Kızıldeniz'de uluslararası seyrüsefere yönelik tehdidin ortadan kaldırılması adına BM ve uluslararası toplum tarafından ciddi adımlar atılmadığını vurgulayan Amiri, BM'nin son planı uzun zaman alır. Plan için belirlenen süre çok uzun, meblağ da çok fazla. dedi.

Amiri, gerçekten böyle bir işe niyetlenmeleri durumunda daha hızlı ve ciddi şekilde hareket etmeleri gerektiğini kaydetti.

Yeni planın finansmandan yoksun olduğunu, finansman eksikliğinde de hiçbir şey yapılamayacağını ifade eden Amiri, BM'yi Safir petrol tankerini bir rehin ve siyasi şantaj dosyası olarak kullanmaya çalışan Husilerle iş birliği yapmakla suçladı.

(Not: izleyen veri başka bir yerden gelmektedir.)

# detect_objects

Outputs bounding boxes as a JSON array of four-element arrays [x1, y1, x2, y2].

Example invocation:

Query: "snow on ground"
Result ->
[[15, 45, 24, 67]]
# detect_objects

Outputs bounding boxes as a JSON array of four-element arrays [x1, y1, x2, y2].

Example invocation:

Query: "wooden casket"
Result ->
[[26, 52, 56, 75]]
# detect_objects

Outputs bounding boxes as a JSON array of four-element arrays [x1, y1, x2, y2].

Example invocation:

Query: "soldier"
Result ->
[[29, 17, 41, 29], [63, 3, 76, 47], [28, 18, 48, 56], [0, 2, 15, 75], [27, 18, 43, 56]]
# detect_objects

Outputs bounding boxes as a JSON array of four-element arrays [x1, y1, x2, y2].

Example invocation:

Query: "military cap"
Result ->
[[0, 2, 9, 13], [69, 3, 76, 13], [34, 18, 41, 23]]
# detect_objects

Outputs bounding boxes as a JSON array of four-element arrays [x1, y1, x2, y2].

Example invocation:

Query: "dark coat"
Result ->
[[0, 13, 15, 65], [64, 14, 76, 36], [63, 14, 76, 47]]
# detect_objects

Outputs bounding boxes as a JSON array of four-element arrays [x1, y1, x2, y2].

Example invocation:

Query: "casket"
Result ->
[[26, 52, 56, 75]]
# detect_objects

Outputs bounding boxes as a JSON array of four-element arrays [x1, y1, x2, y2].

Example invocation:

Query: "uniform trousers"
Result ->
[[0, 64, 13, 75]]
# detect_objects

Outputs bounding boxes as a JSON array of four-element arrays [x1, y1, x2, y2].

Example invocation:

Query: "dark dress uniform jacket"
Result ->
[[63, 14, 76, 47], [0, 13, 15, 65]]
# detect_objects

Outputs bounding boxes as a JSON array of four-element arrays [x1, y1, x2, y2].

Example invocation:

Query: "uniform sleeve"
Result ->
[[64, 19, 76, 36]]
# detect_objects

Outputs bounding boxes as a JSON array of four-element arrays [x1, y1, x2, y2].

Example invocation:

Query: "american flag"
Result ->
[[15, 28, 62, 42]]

Amiri, Husilerin de petrol tankerini, hükümet güçlerinin Hudeyde'de yeniden kontrolü sağlaması halinde patlatmak üzere saatli bir bomba olarak beklettiğini söyledi.

Husileri ayrıca Safir tankeri dosyasından siyasi ve maddi kazanç sağlamak için baskı yapmaya çalışmakla suçlayan Amiri, söz konusu meselenin çözüme kavuşturulması konusunda BM'nin gerçek bir isteği varsa yeni bir tanker getirmek yerine Safir'in olduğu yerden taşınması gerektiğini kaydetti.

Amiri, Husilerin elinde iki tankerin rehin kalması yerine Safir'in güvenli bir yere nakledilmesi ve daha sonra alternatif geminin getirilmesi gerektiğini vurguladı.

Yemenli yetkili ayrıca hükümetin BM planını kabul etmemesi ve başka garantiler talep etmesi gerektiğini sözlerine ekledi.